The 55-year-old Carlyle is no stranger to the post-season, having led the Ducks to five playoff appearances in his seven years behind the bench. Only Detroit's Mike Babcock has more playoff wins than Carlyle's 36 since the 2005-06 campaign.
Carlyle, who reportedly has agreed to a three-year contract beyond this season, is not coming to Toronto alone. He will be joined on the bench by former Maple Leafs defenceman Dave Farrish, his one-time assistant with the Ducks. Farrish replaces Rob Zettler, who has been reassigned to other duties in the organization.
November not to remember
Carlyle was fired by Anaheim on Nov. 30, three days after the Maple Leafs handed him his final home loss with the team, 5-2 on Nov. 27.
The 16th man to both play for and coach the storied franchise senses his new charges are a tense group with a low confidence level.
"I remember this hockey club playing against us in Anaheim [in November] and the number one thing that they were able to prove to me as an opposing coach is they could skate," Carlyle, a native of Sudbury, Ont., said. "They're a skating hockey club and they gotta get on their horse and start to skate."
'I've had dips, I've had slumps, had rough patches, but this is akin to an 18-wheeler going right off a cliff.' — Maple Leafs GM Brian Burke on the team's 1-9-1 funk
Carlyle, who no doubt will bring a hard-nosed and tough approach to the Leafs, said he and his staff — assistants Scott Gordon and Greg Cronin remain on board — have to find a way to re-energize the players and rekindle their spirit.
Burke said he is "bewildered" at Toronto's current slide, saying it feels like someone hit him with a two-by-four.

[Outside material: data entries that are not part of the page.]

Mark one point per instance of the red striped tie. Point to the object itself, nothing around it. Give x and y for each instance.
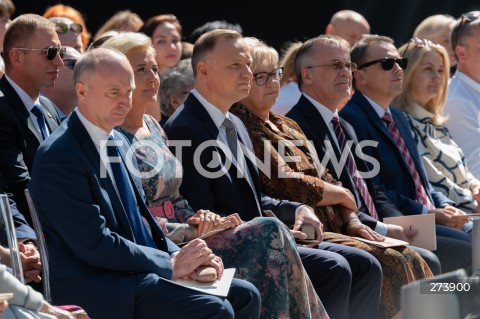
(420, 192)
(352, 169)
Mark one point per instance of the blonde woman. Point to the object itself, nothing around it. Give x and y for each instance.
(422, 99)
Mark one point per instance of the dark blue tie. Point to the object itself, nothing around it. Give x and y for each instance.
(40, 119)
(127, 196)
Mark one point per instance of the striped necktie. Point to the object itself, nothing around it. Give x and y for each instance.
(420, 192)
(352, 169)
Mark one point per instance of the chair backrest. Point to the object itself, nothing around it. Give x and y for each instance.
(476, 246)
(8, 238)
(417, 302)
(42, 247)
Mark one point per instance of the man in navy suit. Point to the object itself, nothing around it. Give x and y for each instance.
(223, 177)
(377, 81)
(324, 89)
(32, 58)
(106, 251)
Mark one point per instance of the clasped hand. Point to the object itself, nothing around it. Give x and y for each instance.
(196, 253)
(206, 221)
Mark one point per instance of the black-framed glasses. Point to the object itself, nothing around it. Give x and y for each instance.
(337, 65)
(387, 63)
(465, 20)
(51, 52)
(62, 27)
(261, 78)
(70, 63)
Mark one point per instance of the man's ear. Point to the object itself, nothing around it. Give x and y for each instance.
(202, 68)
(81, 89)
(460, 52)
(359, 77)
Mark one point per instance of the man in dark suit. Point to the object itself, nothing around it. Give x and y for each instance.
(377, 82)
(324, 90)
(27, 243)
(32, 57)
(221, 175)
(101, 238)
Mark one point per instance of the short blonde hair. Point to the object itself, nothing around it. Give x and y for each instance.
(415, 53)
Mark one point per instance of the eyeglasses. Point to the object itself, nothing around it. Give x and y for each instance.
(70, 63)
(387, 63)
(466, 19)
(63, 27)
(337, 66)
(261, 78)
(51, 52)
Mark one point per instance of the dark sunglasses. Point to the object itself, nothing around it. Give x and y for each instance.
(463, 26)
(387, 63)
(70, 63)
(63, 27)
(337, 66)
(261, 78)
(51, 52)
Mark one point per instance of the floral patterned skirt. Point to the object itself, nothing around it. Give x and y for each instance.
(264, 252)
(400, 265)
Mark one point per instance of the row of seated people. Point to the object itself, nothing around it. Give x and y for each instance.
(113, 245)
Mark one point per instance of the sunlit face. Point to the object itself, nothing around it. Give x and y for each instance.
(262, 97)
(469, 58)
(147, 80)
(426, 80)
(106, 96)
(4, 21)
(351, 30)
(37, 71)
(167, 43)
(380, 83)
(327, 85)
(227, 71)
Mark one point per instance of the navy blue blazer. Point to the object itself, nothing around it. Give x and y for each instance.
(227, 193)
(394, 177)
(19, 140)
(22, 229)
(93, 258)
(313, 125)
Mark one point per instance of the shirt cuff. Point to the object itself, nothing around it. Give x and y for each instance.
(425, 210)
(381, 228)
(298, 208)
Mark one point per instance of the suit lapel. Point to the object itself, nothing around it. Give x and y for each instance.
(199, 110)
(92, 154)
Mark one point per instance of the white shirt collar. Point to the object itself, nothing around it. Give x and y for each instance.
(376, 107)
(27, 101)
(217, 116)
(325, 112)
(96, 133)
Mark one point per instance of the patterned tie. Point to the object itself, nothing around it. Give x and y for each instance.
(352, 169)
(40, 120)
(231, 135)
(420, 192)
(127, 196)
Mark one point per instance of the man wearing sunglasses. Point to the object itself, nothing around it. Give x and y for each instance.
(32, 55)
(401, 175)
(324, 92)
(69, 33)
(462, 106)
(63, 94)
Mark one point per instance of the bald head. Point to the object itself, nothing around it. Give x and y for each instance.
(349, 25)
(104, 82)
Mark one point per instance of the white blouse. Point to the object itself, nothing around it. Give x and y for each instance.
(443, 159)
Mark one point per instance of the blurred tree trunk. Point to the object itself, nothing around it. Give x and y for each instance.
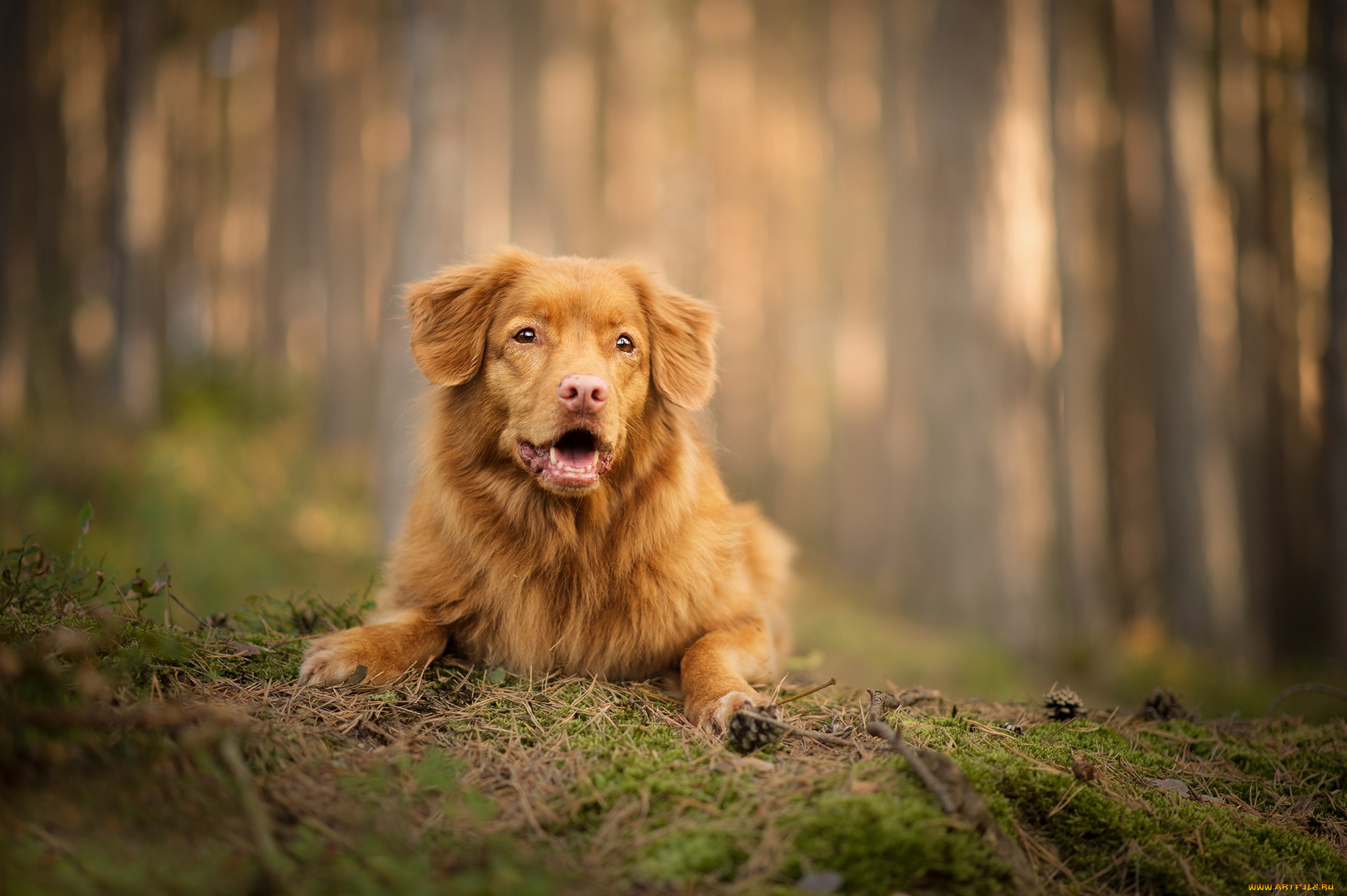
(487, 131)
(18, 262)
(726, 91)
(1333, 29)
(952, 560)
(141, 186)
(347, 45)
(286, 233)
(1155, 376)
(430, 236)
(1085, 131)
(802, 226)
(1181, 408)
(1284, 448)
(858, 230)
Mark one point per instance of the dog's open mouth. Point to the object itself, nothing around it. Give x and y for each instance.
(576, 460)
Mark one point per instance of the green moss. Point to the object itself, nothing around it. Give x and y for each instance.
(523, 786)
(892, 841)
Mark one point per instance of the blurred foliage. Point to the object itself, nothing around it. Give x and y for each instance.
(232, 487)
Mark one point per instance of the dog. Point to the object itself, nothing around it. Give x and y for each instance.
(569, 517)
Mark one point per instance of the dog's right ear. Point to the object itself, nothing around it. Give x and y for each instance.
(452, 311)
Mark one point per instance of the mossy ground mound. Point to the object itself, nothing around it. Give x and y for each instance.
(139, 757)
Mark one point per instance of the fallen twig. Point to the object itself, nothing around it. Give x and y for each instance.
(811, 690)
(951, 789)
(794, 730)
(876, 727)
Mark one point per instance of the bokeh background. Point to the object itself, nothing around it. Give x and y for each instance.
(1033, 310)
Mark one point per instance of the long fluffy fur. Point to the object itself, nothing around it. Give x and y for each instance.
(620, 582)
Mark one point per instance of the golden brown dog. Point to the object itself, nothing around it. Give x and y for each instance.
(568, 515)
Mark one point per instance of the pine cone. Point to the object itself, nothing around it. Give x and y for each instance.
(1164, 705)
(1063, 705)
(749, 734)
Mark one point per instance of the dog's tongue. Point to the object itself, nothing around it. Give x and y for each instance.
(576, 455)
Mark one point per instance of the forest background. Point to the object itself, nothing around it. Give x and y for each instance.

"I've had dips, I've had slumps, had rough patches," he said, "but this is akin to an 18-wheeler going right off a cliff. I've never had this before where a team just plain, flat-out went into free-fall."
Many fans would say the lack of a proven goaltender has been the reason for the team's recent struggles as the Leafs have surrendered 45 goals in their past 11 games, an average of more than four per contest.
James Reimer, who sported a 4-0-1 mark before getting knocked in the head by Montreal forward Brian Gionta in an Oct. 22 game at Montreal and suffering concussion-like symptoms, has seen his season his goals-against average balloon to 3.07 while his save percentage has dipped below .900.
Jonas Gustavsson, who will start Saturday, is 0-3-2 with a 3.76 GAA in his last five starts overall.
Goaltending 'brilliant' at times
Burke disagreed with a reporter who suggested inconsistent goaltending was at the root of the Maple Leafs' problems at various times this season.
"I think the goaltending, at times, has been brilliant," the GM shot back. "I think the reason we're still alive [in the playoff hunt], statistically, is because Jonas Gustavsson saved our ass twice during the season [when Reimer was hurt and struggling].
"It's not just the goaltending in my mind. I think the goaltending is bearing a disproportionate and unfair share of the blame for where we are."
Burke confirmed that Francois Allaire, who also worked with Burke, Carlyle and Farrish in Anaheim, would remain in his position as goaltending coach in Toronto.
"I think we have the best goalie coach on the planet," he said.
Carlyle, who played 17 seasons in the NHL including 96 games on the Leafs blue-line in the late 1970s, feels fortunate to get a second chance to represent the team.
"It's an exciting place to be, you're centre-stage [in this hockey hotbed]," said Carlyle, who compiled a 273-182-61 mark with Anaheim and previously served as an assistant coach in Washington. "I had consultation with my family and to me that's the most important thing.
"My family had given me the green light and said, 'Dad, if you feel like doing this and feel it's the right thing for you to do, don't worry about us. We'll go where you go.' That really was the turning point for me."
Burke, the players and millions of Leafs fans hope the turning point in this season starts Saturday with a win in Montreal.